Jusqu'alors, les égoïsmes nationaux prévalaient. Au point que Jacques Delors, ancien président de la Commission européenne, était sorti de sa réserve pour qualifier de « danger mortel » les dissensions au sein de l'UE. Le Conseil européen du 16 mars s'était achevé sur un échec. La réunion de l'Eurogroupe (celle des ministres des Finances de la zone euro) du 7 avril n'avait pas non plus abouti après seize heures de négociations malgré les exhortations d'Européens convaincus, Confédération européenne des syndicats (CES) en tête. Après avoir qualifié l'attitude européenne d'inacceptable dans les médias, Laurent Berger, en sa qualité de président de la CES, s'était même fendu d'un courrier à Bruno Le Maire dans lequel il enjoignait le ministre français des Finances à tout mettre en œuvre pour parvenir à un accord et « sortir ensemble de la crise qui nous frappe tous ». Le premier signal positif viendra de la Banque centrale européenne (BCE), qui annonçait le rachat de 750 milliards d'euros de dette des pays européens en sus des 120 milliards décidés auparavant - permettant ainsi de pouvoir continuer à emprunter à des taux bas.

Mais l'accord du 9 avril va plus loin en matière de coordination en mettant en place trois fonds distincts pour un montant total de 540 milliards d'euros. Le premier relève du Mécanisme européen de stabilité (MES) créé en 2012 à la suite de la crise financière de 2008. D'un montant de 240 milliards d'euros, il est destiné aux dépenses directement ou indirectement liées à la crise sanitaire (équipements hospitaliers, salaires des soignants, etc.). Grâce à ce fonds, chaque pays de l'Union pourra emprunter l'équivalent de 2 % de son PIB sans se voir contraint de mener des politiques d'austérité, comme cela avait été le cas lors de la crise grecque. C'était notamment la crainte de l'Italie et de l'Espagne quand, a contrario, les pays du Nord (Allemagne et Pays-Bas en tête) refusaient de se montrer solidaires en raison de la « mauvaise gestion » de ces pays.

Le deuxième fonds, de 200 milliards d'euros, est une garantie de prêt de la Banque européenne d'investissement (BEI) destinée aux entreprises, notamment aux PME et TPE pour faire face à leurs difficultés de trésorerie liées à l'absence ou à la réduction de leur activité.

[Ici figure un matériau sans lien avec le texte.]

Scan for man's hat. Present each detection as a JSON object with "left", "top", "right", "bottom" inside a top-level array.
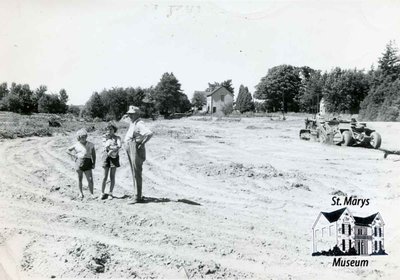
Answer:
[{"left": 126, "top": 105, "right": 140, "bottom": 114}]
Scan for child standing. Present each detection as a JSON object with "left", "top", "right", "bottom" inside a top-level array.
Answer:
[
  {"left": 101, "top": 122, "right": 122, "bottom": 199},
  {"left": 67, "top": 128, "right": 96, "bottom": 198}
]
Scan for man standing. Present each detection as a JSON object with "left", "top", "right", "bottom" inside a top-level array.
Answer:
[{"left": 125, "top": 106, "right": 153, "bottom": 204}]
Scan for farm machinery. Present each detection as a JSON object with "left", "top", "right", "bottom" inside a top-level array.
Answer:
[{"left": 299, "top": 115, "right": 382, "bottom": 149}]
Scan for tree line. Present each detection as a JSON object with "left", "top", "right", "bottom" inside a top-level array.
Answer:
[
  {"left": 83, "top": 72, "right": 192, "bottom": 120},
  {"left": 254, "top": 41, "right": 400, "bottom": 121},
  {"left": 0, "top": 83, "right": 71, "bottom": 114}
]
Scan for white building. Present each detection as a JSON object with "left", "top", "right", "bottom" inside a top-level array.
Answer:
[
  {"left": 312, "top": 208, "right": 385, "bottom": 255},
  {"left": 206, "top": 86, "right": 233, "bottom": 114}
]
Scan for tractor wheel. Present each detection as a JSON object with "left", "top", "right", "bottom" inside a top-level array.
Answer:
[
  {"left": 342, "top": 130, "right": 353, "bottom": 146},
  {"left": 369, "top": 132, "right": 382, "bottom": 149}
]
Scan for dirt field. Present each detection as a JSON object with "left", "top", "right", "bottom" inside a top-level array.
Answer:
[{"left": 0, "top": 117, "right": 400, "bottom": 279}]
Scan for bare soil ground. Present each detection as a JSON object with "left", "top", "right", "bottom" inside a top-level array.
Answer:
[{"left": 0, "top": 117, "right": 400, "bottom": 279}]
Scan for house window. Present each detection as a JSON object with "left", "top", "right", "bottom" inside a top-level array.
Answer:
[{"left": 342, "top": 239, "right": 346, "bottom": 252}]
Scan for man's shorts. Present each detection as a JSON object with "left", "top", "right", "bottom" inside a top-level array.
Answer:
[
  {"left": 76, "top": 158, "right": 93, "bottom": 171},
  {"left": 103, "top": 156, "right": 120, "bottom": 168}
]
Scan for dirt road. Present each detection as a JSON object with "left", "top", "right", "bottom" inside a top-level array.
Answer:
[{"left": 0, "top": 118, "right": 400, "bottom": 279}]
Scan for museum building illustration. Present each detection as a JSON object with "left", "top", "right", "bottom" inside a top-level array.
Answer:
[{"left": 312, "top": 207, "right": 385, "bottom": 255}]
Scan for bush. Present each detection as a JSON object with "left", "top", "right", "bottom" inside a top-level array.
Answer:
[{"left": 221, "top": 103, "right": 233, "bottom": 116}]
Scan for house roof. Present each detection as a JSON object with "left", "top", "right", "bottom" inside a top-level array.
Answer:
[
  {"left": 321, "top": 207, "right": 346, "bottom": 223},
  {"left": 207, "top": 86, "right": 233, "bottom": 96},
  {"left": 354, "top": 213, "right": 378, "bottom": 226}
]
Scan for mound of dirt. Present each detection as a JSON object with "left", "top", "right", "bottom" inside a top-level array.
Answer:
[{"left": 194, "top": 162, "right": 281, "bottom": 179}]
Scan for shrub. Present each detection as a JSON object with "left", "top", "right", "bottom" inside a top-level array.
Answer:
[{"left": 221, "top": 102, "right": 233, "bottom": 116}]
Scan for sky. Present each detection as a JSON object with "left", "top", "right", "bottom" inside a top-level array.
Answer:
[{"left": 0, "top": 0, "right": 400, "bottom": 105}]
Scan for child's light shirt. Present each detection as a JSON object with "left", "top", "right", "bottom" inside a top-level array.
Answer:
[
  {"left": 124, "top": 119, "right": 152, "bottom": 143},
  {"left": 103, "top": 135, "right": 122, "bottom": 158},
  {"left": 69, "top": 141, "right": 94, "bottom": 159}
]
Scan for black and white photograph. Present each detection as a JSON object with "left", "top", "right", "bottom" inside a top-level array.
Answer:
[{"left": 0, "top": 0, "right": 400, "bottom": 280}]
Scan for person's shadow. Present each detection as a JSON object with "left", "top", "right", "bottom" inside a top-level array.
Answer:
[
  {"left": 141, "top": 196, "right": 201, "bottom": 206},
  {"left": 105, "top": 194, "right": 201, "bottom": 206}
]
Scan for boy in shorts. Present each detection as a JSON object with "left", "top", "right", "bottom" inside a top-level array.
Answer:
[
  {"left": 101, "top": 122, "right": 122, "bottom": 199},
  {"left": 67, "top": 128, "right": 96, "bottom": 198}
]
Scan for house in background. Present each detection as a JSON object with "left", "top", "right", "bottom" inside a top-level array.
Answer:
[
  {"left": 312, "top": 208, "right": 385, "bottom": 255},
  {"left": 196, "top": 86, "right": 233, "bottom": 114}
]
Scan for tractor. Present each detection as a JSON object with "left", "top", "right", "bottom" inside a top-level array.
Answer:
[{"left": 299, "top": 115, "right": 382, "bottom": 149}]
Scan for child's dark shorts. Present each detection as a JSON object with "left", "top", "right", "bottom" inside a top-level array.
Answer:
[
  {"left": 103, "top": 156, "right": 120, "bottom": 168},
  {"left": 76, "top": 158, "right": 93, "bottom": 171}
]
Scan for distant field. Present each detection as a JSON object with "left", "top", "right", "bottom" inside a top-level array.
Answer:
[{"left": 0, "top": 112, "right": 112, "bottom": 139}]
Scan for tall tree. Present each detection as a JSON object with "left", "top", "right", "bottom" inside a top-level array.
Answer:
[
  {"left": 322, "top": 67, "right": 369, "bottom": 114},
  {"left": 254, "top": 65, "right": 301, "bottom": 112},
  {"left": 0, "top": 83, "right": 9, "bottom": 100},
  {"left": 58, "top": 89, "right": 69, "bottom": 113},
  {"left": 236, "top": 85, "right": 254, "bottom": 113},
  {"left": 192, "top": 91, "right": 207, "bottom": 110},
  {"left": 206, "top": 80, "right": 235, "bottom": 93},
  {"left": 154, "top": 72, "right": 190, "bottom": 115},
  {"left": 378, "top": 41, "right": 400, "bottom": 81},
  {"left": 85, "top": 92, "right": 106, "bottom": 119}
]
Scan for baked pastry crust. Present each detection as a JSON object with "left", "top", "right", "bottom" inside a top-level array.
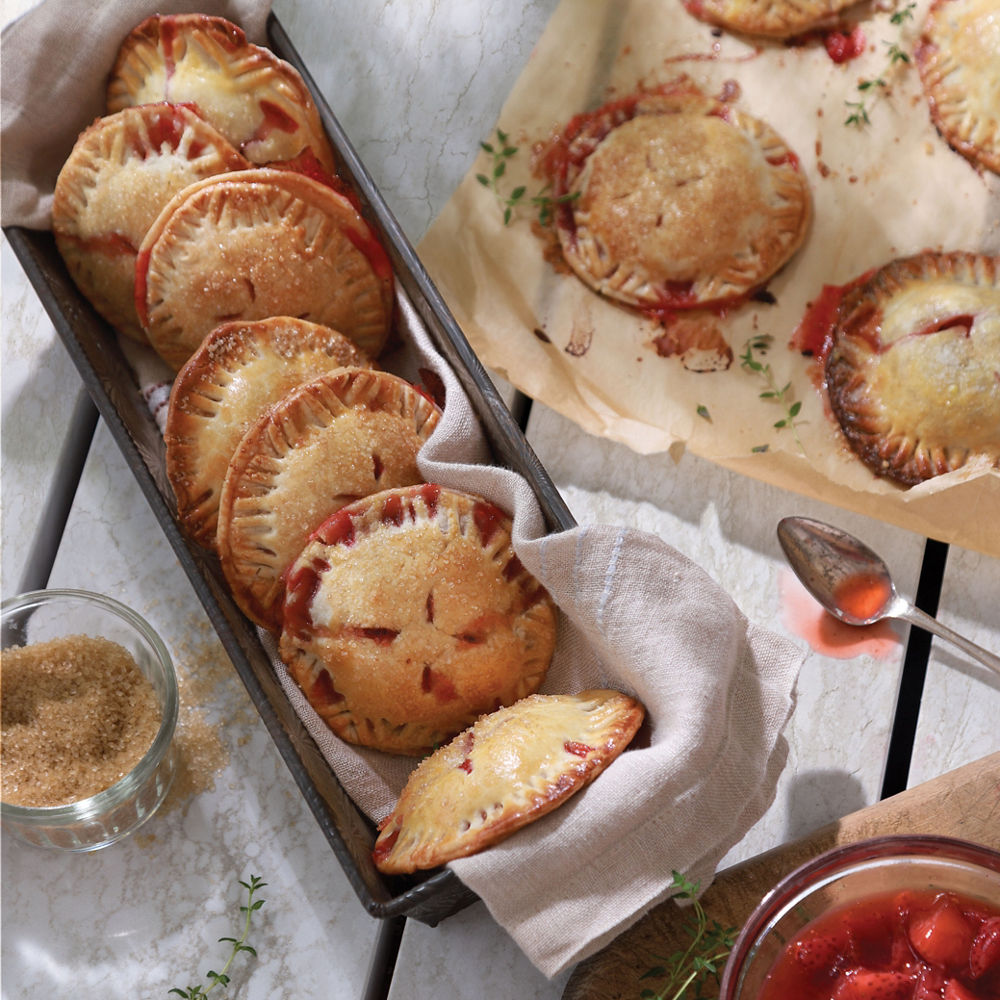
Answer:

Le troisième fonds, d'un montant de 100 milliards, est un prêt garanti par la Commission européenne visant à soutenir le chômage partiel (lire l'encadré).

Fonds de relance économique

Parallèlement, l'accord prévoit la création d'un fonds de relance économique pour soutenir l'activité une fois la crise sanitaire passée. Le montant évoqué est de 500 milliards supplémentaires. Mais rien n'est précisé sur la forme, les modalités de recours ou les éventuelles conditionnalités. Ce fonds pourrait être abondé par les fameux « corona bonds », qui sont en fait des obligations. « Pour l'heure, il semble difficile d'aller plus loin dans la mutualisation des dettes des pays européens, mais cela reste une exigence de la CES et de la CFDT », affirme Yvan Ricordeau. Ce premier pas de solidarité accompli par les ministres européens des Finances devrait être validé par le Conseil européen des chefs d'États et de gouvernement qui doit se tenir cette semaine.